Now she’s silent.
Gripping the back of my neck, I turn on the people entering the room to avoid their curious stares. “I didn’t want to mention it before, but she started at Lindon this fall.”
A small breath comes from the other end of the phone. “I-I had no clue. Wow. Her parents…”
“I don’t think much has changed between them,” I reply grimly, clenching the phone tight in my hands. “Which is exactly why I doubt she’ll want to come home with me. I know for damn sure she has nowhere else to go though.”
Mom’s heart gets the best of her like it always does in situations like these. She’s had a soft spot for Ivy since the day I invited her inside. Ivy’s first bakeware set was bought for her birthday by my mother. For Christmas, Mom bought her recipe books. Ivy admitted she had to hide them because her mother didn’t like her getting things from people, and I didn’t realize until much later that it was because her family couldn’t afford anything themselves. Birthdays were no more than a birthday card and song and Christmases were whatever they could scrape together for candy-stuffed stockings and a couple toys under the tree. “That poor girl. Nobody should spend a holiday alone, Aiden. What can we do?”
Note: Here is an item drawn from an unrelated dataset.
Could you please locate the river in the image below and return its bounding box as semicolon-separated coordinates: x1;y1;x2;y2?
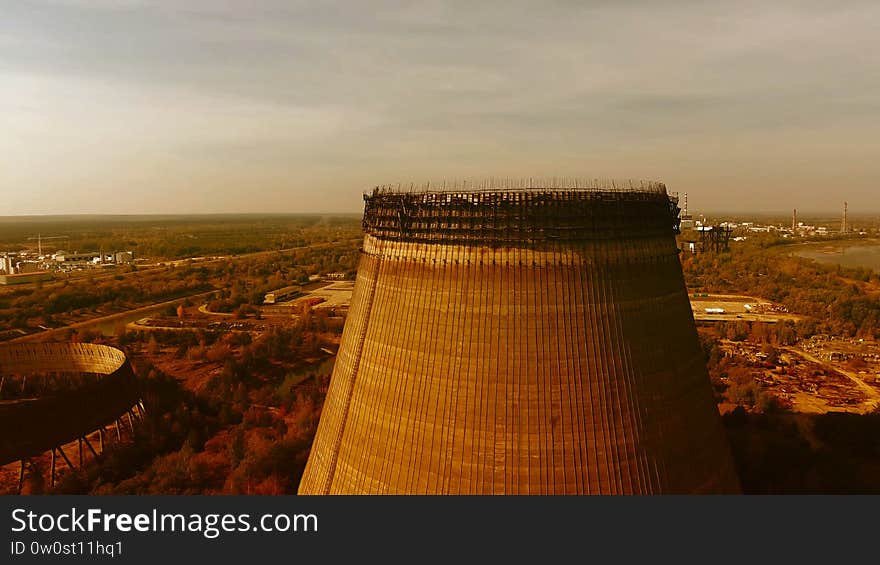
794;242;880;272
“There’s nothing we can do. Look, I need to get to class but I’ll talk to her
later. She’s been staying with me and the guys for a little while. Maybe keep this to yourself for now, okay?”
“Aiden—”
“You know what Dad will say.”
He’ll tell me I need to focus on football, not women. He’s not wrong, but Ivy isn’t some co-ed I have class with or see at parties on occasion, and they both know it. That’s probably why Dad would worry I’d get distracted. You can’t let people who mean nothing to you get inside your head because none of them matter.
Ivy does.
She always has.
She reluctantly agrees. “Fine. If she doesn’t want to come here, I’ll understand. We can figure something else out.”
She’d want to?
As if she can read my mind, she says, “I never understood why her parents were so resigned with her. It always made me so angry. She was such a sweet girl, Aiden. You know how much I adored her. I doubt that’s changed any, but time…it can certainly impact a person.”
My jaw ticks. “For now, wait until I let you know what she wants before you bring it up to Dad. And don’t tell her parents, I know you still talk to them.”
There’s another momentary pause. “I ask about her, you know. But they never have anything much to say. That’s all we talk about in passing because somebody needs to ask about her in this town.”
I don’t know what to say to that.
“I’m glad she has you again, baby boy. She needs someone in her corner. That was always you for her, and I’m glad it’s no different now. Fate has a funny way of reminding us what’s important in life, doesn’t it?”
Squeezing my neck before nodding a few times, I click my tongue. “I’ll talk to you later, yeah?”
“I love you, Aiden.”
“Love you too.”
When I click the END button, I stare at the blank screen for a minute before sliding it into my back pocket and heading inside as the professor goes through attendance.
I already know what Ivy is going to say when I tell her about Thanksgiving, which means I need to convince her—tell her to think of herself for once. But I feel for her situation. If I were in her shoes I wouldn’t want to go back to that place either.
Someone bumps my arm, and I look up to see Caleb looking at me with pinched brows. He mouths, You good?
I can only manage to nod, paying attention to the lesson and telling myself I’ll figure shit out with Ivy when I get home. But the infectious woman with a fiery personality consumes me like always.
Some people grow from the chaos because that’s how they survive, and others thrive in it because chaos is all they know.
Ivy does both.
But being a survivor doesn’t mean she’ll want to come back to the house that holds most of our memories, and the more I think about it, the more I realize I’m not sure I want that either. We’re building new ones together that could mean ten times more if she’ll let it.
This is why I’m Chaos, she’d once said.